Sports arbitration: towards stricter control of arbitral awards under EU public policy

In a decision dated 1 August 2025 in the RFC Seraing case, the Court of Justice of the European Union clarified the requirement for effective judicial review of arbitral awards under EU public policy.

The Court ruled that when an award is handed down in a dispute relating to a sporting activity that constitutes an economic activity within the territory of the Union, and no direct appeal is possible before a court of a Member State, individuals should have the possibility to obtain from a national court, including on an incidental basis, a review of the compatibility of the award with the principles and provisions of EU public policy.

In paragraph 86, the Court emphasizes that this review cannot be minimalist: it must cover not only the interpretation of EU rules, but also their legal consequences and, where appropriate, the legal classification of the facts established by the arbitrator.

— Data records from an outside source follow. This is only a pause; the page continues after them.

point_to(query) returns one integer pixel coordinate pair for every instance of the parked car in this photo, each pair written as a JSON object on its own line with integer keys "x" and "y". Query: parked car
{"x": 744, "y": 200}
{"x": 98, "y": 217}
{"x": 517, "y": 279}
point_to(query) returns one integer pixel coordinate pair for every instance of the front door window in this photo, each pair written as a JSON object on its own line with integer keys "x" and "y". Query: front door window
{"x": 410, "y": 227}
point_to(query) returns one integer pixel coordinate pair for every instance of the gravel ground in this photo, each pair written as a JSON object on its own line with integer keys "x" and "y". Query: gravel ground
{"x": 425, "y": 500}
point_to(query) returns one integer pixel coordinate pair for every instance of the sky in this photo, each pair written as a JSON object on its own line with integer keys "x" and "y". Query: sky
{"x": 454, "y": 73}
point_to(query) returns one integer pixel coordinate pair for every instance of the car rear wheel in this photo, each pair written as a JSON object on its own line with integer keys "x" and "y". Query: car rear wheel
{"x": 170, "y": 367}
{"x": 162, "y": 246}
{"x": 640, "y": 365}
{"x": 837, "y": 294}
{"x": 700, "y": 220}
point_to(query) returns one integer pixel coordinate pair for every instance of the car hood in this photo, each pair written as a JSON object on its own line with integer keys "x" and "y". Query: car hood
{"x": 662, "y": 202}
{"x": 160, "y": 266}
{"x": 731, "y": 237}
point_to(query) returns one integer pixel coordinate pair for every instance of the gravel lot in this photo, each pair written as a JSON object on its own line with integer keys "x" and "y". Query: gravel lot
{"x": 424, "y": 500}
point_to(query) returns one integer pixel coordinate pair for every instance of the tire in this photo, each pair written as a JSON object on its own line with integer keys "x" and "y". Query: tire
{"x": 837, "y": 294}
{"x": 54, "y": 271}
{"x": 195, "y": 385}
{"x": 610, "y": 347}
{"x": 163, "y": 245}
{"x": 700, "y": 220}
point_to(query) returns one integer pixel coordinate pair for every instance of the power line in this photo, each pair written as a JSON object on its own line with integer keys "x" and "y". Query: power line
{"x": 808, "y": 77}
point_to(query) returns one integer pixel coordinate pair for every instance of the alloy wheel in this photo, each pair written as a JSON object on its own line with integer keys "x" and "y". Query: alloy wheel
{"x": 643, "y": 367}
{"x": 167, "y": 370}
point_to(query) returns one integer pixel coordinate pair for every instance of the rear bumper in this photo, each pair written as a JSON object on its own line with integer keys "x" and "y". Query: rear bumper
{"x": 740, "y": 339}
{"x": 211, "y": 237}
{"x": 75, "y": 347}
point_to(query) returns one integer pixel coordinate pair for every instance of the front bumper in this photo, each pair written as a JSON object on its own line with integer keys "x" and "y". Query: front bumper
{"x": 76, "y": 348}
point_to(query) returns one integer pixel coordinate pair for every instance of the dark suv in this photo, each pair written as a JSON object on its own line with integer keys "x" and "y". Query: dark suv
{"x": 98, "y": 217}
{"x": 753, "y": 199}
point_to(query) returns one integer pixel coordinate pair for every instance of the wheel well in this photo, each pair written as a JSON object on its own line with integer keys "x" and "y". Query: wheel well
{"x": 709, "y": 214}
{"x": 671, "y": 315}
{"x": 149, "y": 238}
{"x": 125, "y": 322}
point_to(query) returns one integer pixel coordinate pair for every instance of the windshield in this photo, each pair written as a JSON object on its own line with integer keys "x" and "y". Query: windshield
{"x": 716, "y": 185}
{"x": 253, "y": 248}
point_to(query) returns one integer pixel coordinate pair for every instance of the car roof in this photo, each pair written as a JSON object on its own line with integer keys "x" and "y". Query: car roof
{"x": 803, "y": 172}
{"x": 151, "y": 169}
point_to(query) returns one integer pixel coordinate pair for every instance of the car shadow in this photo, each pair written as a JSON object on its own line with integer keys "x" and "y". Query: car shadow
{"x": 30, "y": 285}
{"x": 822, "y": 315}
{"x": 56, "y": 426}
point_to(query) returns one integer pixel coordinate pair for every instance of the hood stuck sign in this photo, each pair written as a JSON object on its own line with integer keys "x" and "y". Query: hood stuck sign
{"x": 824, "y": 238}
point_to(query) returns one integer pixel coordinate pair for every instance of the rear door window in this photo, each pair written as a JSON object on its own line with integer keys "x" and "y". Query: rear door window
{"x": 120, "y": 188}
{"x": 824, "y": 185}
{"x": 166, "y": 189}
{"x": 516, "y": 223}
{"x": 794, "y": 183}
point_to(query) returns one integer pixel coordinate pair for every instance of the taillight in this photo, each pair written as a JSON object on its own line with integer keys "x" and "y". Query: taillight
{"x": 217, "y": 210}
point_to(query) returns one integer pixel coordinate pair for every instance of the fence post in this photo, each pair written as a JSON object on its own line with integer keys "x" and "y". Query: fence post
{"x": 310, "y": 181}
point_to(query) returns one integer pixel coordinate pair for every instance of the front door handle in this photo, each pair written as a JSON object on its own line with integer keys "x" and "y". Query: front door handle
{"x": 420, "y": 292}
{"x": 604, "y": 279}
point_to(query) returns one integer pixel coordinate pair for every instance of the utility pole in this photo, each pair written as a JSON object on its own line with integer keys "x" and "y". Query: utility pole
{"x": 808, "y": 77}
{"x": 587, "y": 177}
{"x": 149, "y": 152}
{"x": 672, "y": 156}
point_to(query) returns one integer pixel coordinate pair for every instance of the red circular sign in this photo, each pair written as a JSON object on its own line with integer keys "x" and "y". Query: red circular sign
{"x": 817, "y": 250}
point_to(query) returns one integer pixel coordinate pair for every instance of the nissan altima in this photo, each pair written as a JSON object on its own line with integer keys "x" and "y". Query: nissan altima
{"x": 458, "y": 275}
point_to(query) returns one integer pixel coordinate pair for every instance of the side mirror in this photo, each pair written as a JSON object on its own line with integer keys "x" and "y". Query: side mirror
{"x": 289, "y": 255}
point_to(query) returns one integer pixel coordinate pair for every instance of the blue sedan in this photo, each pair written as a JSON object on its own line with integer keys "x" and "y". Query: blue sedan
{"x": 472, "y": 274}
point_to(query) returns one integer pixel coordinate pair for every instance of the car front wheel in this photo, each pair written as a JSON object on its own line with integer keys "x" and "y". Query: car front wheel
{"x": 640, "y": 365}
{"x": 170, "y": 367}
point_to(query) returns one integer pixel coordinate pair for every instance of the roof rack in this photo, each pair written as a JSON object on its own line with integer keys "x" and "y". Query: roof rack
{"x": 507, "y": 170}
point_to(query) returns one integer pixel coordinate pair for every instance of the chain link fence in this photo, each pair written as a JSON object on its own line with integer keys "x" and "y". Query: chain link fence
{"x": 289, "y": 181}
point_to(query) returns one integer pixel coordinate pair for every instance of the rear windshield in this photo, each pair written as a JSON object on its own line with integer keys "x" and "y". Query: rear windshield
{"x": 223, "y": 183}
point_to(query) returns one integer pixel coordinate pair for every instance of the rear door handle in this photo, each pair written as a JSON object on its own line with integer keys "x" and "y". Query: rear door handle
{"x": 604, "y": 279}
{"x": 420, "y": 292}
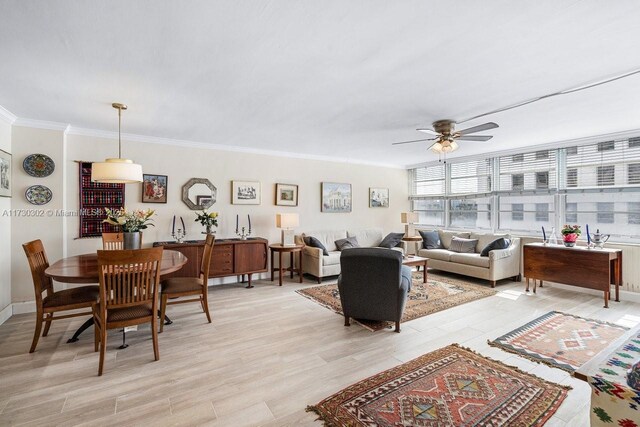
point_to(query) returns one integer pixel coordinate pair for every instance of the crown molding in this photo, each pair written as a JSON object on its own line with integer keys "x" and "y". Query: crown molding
{"x": 7, "y": 115}
{"x": 546, "y": 146}
{"x": 222, "y": 147}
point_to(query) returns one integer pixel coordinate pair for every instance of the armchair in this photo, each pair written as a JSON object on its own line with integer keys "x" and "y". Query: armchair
{"x": 373, "y": 284}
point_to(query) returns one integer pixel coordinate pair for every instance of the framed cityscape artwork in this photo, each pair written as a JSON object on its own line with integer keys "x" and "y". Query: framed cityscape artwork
{"x": 245, "y": 192}
{"x": 154, "y": 188}
{"x": 286, "y": 195}
{"x": 378, "y": 197}
{"x": 336, "y": 197}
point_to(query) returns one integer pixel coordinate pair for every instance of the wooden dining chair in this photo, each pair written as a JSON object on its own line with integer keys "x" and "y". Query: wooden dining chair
{"x": 129, "y": 281}
{"x": 176, "y": 287}
{"x": 53, "y": 301}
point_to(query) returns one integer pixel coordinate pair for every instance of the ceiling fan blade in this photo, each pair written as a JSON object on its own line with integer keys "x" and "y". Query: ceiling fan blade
{"x": 474, "y": 138}
{"x": 429, "y": 131}
{"x": 478, "y": 128}
{"x": 411, "y": 142}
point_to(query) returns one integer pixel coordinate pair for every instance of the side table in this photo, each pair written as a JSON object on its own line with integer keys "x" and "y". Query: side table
{"x": 280, "y": 249}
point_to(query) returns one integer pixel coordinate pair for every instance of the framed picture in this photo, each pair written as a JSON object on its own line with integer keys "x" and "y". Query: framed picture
{"x": 5, "y": 174}
{"x": 336, "y": 197}
{"x": 204, "y": 200}
{"x": 286, "y": 195}
{"x": 154, "y": 188}
{"x": 245, "y": 192}
{"x": 378, "y": 197}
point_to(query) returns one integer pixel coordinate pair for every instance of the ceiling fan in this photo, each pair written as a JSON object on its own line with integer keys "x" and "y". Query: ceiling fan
{"x": 445, "y": 135}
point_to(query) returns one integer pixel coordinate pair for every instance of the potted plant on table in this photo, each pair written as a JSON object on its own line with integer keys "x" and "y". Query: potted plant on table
{"x": 131, "y": 223}
{"x": 570, "y": 234}
{"x": 208, "y": 219}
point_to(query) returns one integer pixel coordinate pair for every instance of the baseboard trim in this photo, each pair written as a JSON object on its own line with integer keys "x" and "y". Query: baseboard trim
{"x": 6, "y": 313}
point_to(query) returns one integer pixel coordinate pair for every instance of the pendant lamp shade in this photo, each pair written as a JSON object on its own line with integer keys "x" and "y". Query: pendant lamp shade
{"x": 117, "y": 170}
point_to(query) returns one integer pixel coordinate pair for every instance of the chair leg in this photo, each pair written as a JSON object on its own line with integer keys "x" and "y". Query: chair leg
{"x": 47, "y": 324}
{"x": 205, "y": 303}
{"x": 36, "y": 334}
{"x": 163, "y": 308}
{"x": 154, "y": 335}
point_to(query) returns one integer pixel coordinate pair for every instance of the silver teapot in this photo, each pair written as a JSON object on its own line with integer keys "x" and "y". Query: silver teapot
{"x": 598, "y": 239}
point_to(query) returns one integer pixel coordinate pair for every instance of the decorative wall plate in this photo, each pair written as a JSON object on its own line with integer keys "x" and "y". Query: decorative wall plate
{"x": 38, "y": 165}
{"x": 38, "y": 195}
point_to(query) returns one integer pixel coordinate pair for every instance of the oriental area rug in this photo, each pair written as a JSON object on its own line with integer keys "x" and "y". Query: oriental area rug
{"x": 560, "y": 340}
{"x": 439, "y": 293}
{"x": 452, "y": 386}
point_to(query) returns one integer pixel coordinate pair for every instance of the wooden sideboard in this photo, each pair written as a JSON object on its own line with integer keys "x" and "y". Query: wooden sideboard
{"x": 230, "y": 257}
{"x": 578, "y": 266}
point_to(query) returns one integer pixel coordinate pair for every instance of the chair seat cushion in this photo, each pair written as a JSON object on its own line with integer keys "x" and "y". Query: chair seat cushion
{"x": 181, "y": 284}
{"x": 129, "y": 313}
{"x": 82, "y": 294}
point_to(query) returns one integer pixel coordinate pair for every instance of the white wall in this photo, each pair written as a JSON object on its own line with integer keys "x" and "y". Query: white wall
{"x": 5, "y": 231}
{"x": 180, "y": 164}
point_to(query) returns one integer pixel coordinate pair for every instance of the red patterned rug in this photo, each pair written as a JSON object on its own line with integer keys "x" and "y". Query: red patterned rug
{"x": 438, "y": 294}
{"x": 560, "y": 340}
{"x": 452, "y": 386}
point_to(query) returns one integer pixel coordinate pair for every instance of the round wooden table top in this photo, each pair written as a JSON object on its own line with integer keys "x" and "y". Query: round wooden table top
{"x": 84, "y": 268}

While the Court does not call into question sports arbitration as such, it specifies that arbitration, which is often imposed as a condition of access to the activity, cannot function as a mechanism for circumventing the fundamental guarantees of EU law. This requirement applies even when the seat of arbitration is located outside the EU, as is the case for the Court of Arbitration for Sport (CAS) in Switzerland.

This position diverges from the approach traditionally followed by certain courts, particularly in France, which favor limited review at the enforcement phase. This decision thus introduces a broader requirement for review of compliance with EU law, confirming the central role of EU public policy in the relationship between arbitration and European law.

CJEU, Judgment of the Court (Grand Chamber) of 1 August 2025, Case C-600/23 , Royal Football Club Seraing v Fédération internationale de football association (FIFA) and Others.